Rédigé par Anass MACHLOUKH Jeudi 25 Août 2022

Le nouveau statut des enseignants-chercheurs continue de faire l’objet de discussions intenses entre le ministre de tutelle et les Syndicats. Voici les principaux points de divergence.



Redresser l’Université marocaine est un objectif partagé par le gouvernement et les syndicats de l’enseignement supérieur. Mais la méthode pour parvenir à cet idéal oppose ces derniers, qui ne sont pas encore parvenus à un accord définitif sur la question épineuse de la réforme du statut particulier du corps des enseignants-chercheurs de l’enseignement supérieur, au ministre de tutelle, Abdellatif Miraoui.

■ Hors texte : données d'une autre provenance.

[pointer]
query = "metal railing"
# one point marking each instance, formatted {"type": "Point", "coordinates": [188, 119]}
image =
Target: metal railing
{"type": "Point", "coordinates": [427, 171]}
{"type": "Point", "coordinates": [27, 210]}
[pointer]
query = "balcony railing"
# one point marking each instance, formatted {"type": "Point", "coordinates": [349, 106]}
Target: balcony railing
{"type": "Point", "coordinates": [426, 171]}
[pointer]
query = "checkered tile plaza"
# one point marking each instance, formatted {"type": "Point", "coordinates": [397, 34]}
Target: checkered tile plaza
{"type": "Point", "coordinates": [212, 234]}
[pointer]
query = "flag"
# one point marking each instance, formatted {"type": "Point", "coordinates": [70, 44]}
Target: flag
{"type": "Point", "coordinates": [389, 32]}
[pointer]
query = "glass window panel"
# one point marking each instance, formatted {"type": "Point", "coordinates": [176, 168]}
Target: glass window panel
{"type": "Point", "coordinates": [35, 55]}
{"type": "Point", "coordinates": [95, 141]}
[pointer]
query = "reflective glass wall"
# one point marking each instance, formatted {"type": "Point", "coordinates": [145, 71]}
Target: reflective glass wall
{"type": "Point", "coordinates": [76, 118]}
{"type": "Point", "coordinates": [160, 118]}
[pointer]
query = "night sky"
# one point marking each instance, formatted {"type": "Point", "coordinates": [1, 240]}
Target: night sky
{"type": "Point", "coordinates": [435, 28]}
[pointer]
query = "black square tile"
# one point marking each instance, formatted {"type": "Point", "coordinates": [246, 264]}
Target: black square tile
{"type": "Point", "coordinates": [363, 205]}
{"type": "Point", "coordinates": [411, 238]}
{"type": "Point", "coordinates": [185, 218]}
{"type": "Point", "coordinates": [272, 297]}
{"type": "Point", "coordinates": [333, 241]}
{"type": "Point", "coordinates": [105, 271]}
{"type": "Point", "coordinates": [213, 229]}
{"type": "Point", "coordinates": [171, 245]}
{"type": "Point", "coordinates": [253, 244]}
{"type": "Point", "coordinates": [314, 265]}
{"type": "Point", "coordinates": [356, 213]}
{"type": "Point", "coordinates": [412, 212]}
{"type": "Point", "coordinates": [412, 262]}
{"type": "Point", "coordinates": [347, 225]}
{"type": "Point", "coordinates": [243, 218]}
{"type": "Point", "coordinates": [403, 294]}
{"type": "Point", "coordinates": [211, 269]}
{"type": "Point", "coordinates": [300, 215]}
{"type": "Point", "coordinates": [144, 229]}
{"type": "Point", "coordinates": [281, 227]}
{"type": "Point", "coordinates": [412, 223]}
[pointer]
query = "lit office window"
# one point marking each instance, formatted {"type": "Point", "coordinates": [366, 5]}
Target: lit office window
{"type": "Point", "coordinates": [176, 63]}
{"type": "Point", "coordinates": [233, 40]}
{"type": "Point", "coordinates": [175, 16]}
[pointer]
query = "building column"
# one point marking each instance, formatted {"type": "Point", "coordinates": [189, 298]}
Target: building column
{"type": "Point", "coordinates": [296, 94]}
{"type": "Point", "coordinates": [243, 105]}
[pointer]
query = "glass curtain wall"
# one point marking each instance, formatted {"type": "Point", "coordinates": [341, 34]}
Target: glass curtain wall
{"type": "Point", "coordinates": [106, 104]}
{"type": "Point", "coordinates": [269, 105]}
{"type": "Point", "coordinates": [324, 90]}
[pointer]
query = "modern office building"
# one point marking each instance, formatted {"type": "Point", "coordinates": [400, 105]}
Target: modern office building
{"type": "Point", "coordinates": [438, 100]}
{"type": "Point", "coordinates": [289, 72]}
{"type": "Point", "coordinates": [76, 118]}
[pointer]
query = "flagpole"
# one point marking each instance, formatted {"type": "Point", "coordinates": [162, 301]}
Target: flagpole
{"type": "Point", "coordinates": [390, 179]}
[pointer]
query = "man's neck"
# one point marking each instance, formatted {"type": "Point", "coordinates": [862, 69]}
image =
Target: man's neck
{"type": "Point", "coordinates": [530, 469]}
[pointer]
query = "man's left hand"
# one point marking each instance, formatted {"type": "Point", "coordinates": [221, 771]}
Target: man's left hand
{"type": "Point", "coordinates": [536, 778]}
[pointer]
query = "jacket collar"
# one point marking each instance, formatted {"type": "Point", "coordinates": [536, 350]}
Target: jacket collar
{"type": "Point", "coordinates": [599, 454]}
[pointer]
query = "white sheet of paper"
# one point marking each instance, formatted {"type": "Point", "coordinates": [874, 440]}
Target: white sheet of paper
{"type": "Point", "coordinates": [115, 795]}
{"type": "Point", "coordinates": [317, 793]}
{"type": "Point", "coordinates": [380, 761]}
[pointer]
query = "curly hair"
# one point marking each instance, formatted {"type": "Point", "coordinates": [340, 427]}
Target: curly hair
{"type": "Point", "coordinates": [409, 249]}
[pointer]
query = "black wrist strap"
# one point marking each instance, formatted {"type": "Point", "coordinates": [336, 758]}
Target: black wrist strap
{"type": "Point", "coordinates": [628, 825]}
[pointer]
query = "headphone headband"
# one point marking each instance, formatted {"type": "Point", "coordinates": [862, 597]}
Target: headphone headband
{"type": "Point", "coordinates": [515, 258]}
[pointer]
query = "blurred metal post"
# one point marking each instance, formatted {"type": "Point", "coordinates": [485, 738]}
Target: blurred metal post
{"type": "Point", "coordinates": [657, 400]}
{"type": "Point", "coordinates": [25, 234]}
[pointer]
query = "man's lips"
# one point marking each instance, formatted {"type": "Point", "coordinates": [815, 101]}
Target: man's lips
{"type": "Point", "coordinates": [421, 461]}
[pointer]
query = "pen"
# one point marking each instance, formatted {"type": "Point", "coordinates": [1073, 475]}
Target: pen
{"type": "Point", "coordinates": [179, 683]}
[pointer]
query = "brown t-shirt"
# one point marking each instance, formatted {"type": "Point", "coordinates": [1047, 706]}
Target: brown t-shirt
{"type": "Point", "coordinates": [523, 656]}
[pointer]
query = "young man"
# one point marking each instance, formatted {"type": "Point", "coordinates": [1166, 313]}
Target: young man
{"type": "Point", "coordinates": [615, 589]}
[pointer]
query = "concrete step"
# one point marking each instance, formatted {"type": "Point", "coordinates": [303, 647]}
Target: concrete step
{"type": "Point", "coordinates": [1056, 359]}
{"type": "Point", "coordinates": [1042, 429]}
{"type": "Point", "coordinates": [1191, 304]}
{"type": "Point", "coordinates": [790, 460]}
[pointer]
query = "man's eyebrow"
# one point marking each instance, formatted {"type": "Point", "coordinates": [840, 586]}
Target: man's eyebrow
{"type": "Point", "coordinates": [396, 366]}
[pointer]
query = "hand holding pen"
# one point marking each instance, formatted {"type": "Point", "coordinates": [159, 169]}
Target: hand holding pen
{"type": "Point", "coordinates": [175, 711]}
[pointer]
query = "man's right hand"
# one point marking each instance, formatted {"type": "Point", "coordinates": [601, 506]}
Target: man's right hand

Il s’agit là du pilier de la réforme promise par le ministre et qui sera finalisée en 2023. Refaire le cadre légal régissant les enseignants-chercheurs est tellement complexe que le Statut particulier est resté figé depuis 1997. Date de sa mise en place.

En attente d’une réunion tendue !

Des sources proches du dossier nous ont indiqué que le ministre et les syndicats se sont donné rendez-vous cette semaine pour organiser une réunion. Celle-ci sera décisive car il y serait question des principaux points de divergence au sujet du sort des enseignants. Rappelons que les syndicats revendiquent la réforme depuis des années, nous indique Jamal Sebbani, Secrétaire général du Syndicat national de l’Enseignement supérieur. Les pourparlers ont abouti à un accord de principe sur le projet porté par l’ex-ministre Saïd Amzazi, mais l’arrivée du nouveau gouvernement et la volonté du nouveau ministre d’apporter sa touche personnelle a différé sa sortie.

Abdellatif Miraoui, rappelons-le, veut que la fonction des enseignants soit encadrée conformément à l’esprit du nouveau modèle de développement. Raison pour laquelle il plaide pour des “enseignants chercheurs de nouvelle génération”. Ces derniers devraient être en principe reclassés selon deux nouvelles catégories, à savoir “Maître de conférences” et “professeur de l’enseignement supérieur”. L’actuel statut, rappelons-le, en prévoit trois, à savoir “le professeur de l’enseignement supérieur”, “le professeur habilité”, et “le professeur-assistant”. Ces nouvelles classifications sont, toutefois, provisoires et non définitives.

La limite d’âge, le grand désaccord

Des sources ministérielles bien informées nous ont confié que le nouveau statut contiendra plusieurs changements par rapport au précédent. En prenant acte des doléances des syndicats, on s’aperçoit que la première pomme de discorde concerne l’accessibilité de la profession, sachant que l’âge limite est fixé à 45 ans. Une limite qui ne convient pas aux syndicats qui y voient une entrave à l’attraction des compétences marocaines à l’étranger qui souhaitent revenir à la mère patrie. En effet, l’article 7 du statut actuel stipule que l’accès à la fonction “est ouvert aux candidats âgés de 40 ans au plus au 1er janvier de l’année en cours”. “Cette dernière limite d’âge pourra être prorogée d’une durée égale à celle des services valables ou validables pour la retraite sans qu’elle puisse être reportée au-delà de 45 ans”, lit-on sur le texte de loi, qui prévoit cependant une dérogation pour les fonctionnaires. La limite d’âge n’est pas opposable aux candidats fonctionnaires conformément aux dispositions du décret n° 2-92-231 du 29 avril 1993.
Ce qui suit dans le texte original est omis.